How to Conduct a Social Media Assessment


How to Conduct a Social Media Assessment

How to Conduct a Social Media Assessment

Times like these are a reminder of why social media is such an important business tool. If it weren’t for social media, thousands of businesses would have no meaningful way to connect with their customers, engage their audiences, and implement cost-effective and organic branding strategies during the COVID-19 crisis.

Yet despite the opportunity social media provides small businesses, only a small percentage actually realize their full potential on platforms like Facebook, Instagram, and Snapchat.

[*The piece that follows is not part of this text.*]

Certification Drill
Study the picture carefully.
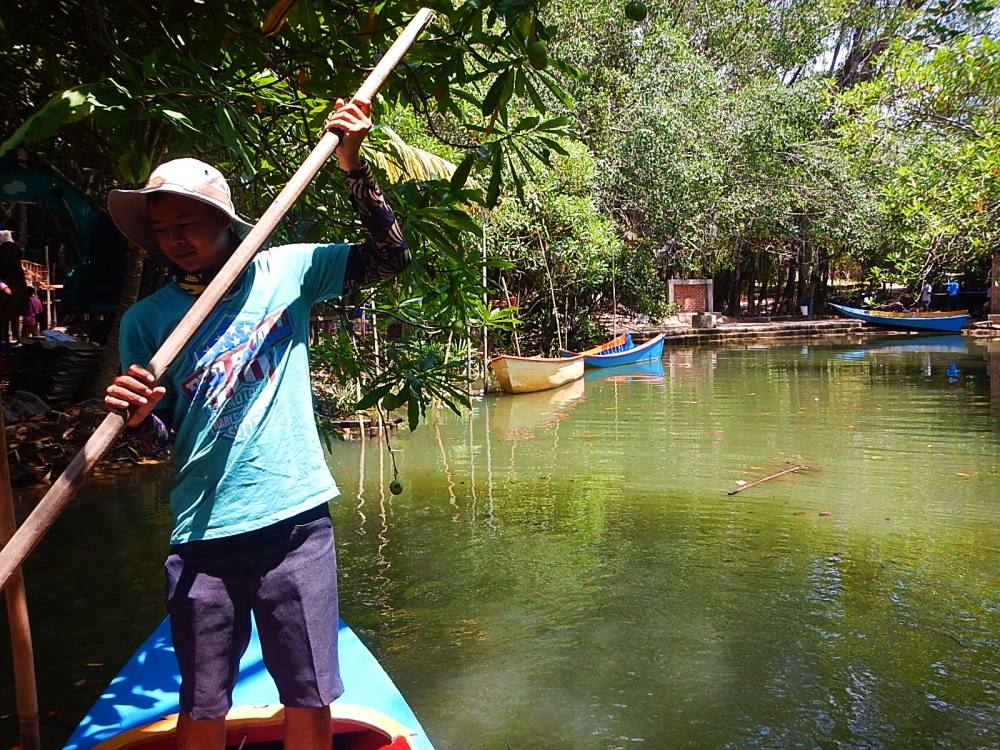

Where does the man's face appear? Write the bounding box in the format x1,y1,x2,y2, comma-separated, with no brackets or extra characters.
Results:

But how do you know if you’re succeeding? A social media assessment is a good place to start.

The Difference Between an Assessment and an Audit

Before we dig into the details of how you can conduct a proper social media assessment, let’s get clear on one thing: We aren’t talking about an audit. (Which is the phraseology most businesses use.)

“It’s important to note that an assessment is not an audit,” mentions PinnacleART, a leader in comprehensive asset reliability and integrity programs.” An audit, in its simplest terms, is a pass or fail result that must be documented and enforced. An audit is built from the outcome of an inspection and demands actions from findings. An assessment refers to an evaluation.”

That’s all you’re trying to do here. You’re trying to assess whether or not your current approach to social media is working. And if it’s not, the assessment gives you an opportunity to make some constructive changes.

5 Tips for a Proper Social Media Assessment

Okay, now that we’ve laid the groundwork and set the expectation, let’s explain how you conduct a social media assessment.

1. Compile Your Info

Start by creating a spreadsheet with a few different columns. In one column, you copy and paste the account URL to your profile. This gives you a dedicated row for each platform (such as Facebook, Twitter, Instagram, Snapchat, Pinterest, etc.).

The other columns contain information that you deem to be important – like followers, engagement, demographics, and other important KPIs and metrics.

This spreadsheet provides a basic overview of your channels. It can be updated over time so that you can track your performance with each new assessment.

2. Check the Basics

There are certain basics that need to be analyzed during every social media assessment. You’re checking the following items just to be sure that nothing has slipped through the cracks:

  • Profile picture
  • Bio information
  • Website URL
  • Headers
  • Etc.

Take a quick look at these elements to make sure there aren’t any spelling errors, missing details, or inaccurate information.

3. Study Your Best Content

Now we get to the heart of a good social media assessment. This is where you study your best content and analyze it to figure out how you can reshape your content strategy to get better results.

Make a spreadsheet and go through the last 20-50 pieces of content you’ve shared. Now track the impressions, clicks, comments, and shares for each. With enough data, you’ll start to see which posts perform well and which don’t. For example, you may discover that short-form video is doing really well but 500-word blog posts aren’t.

4. Study the Competition

It’s also helpful to study your two or three biggest competitors in the space. Run the same exact content analysis for their previous 20-50 posts. Which pieces are working well for them? How can you take these same concepts and create superior content to share with your followers?

5. Grade These Items

Based on what you know about your own social profiles, as well as the leaders in your industry, go through and grade every element of your social strategy. You can use an A-F scale, a 1-10 scale, or whatever else makes you happy. Just make sure you’re analyzing things like:

  • Page/profile optimization
  • Visual content
  • Written copy
  • Comments and engagement
  • Responsiveness to comments and messages
  • Branding consistency
  • Use of messenger/chatbots
  • Follower growth
  • Paid advertising
  • Post frequency
  • Content mix
  • Live video
  • Etc.

The more you dig into these elements individually, the better your overall strategy will become.

Take Your Social Media Strategy to the Next Level

Having some social media presence is better than having none. But for many brands, their social media strategy does nothing but zap time and resources. In order to make this a high returning component of your larger marketing strategy, you need to get serious about reaching and engaging the right people. Hopefully a proper assessment puts you on the right path moving forward.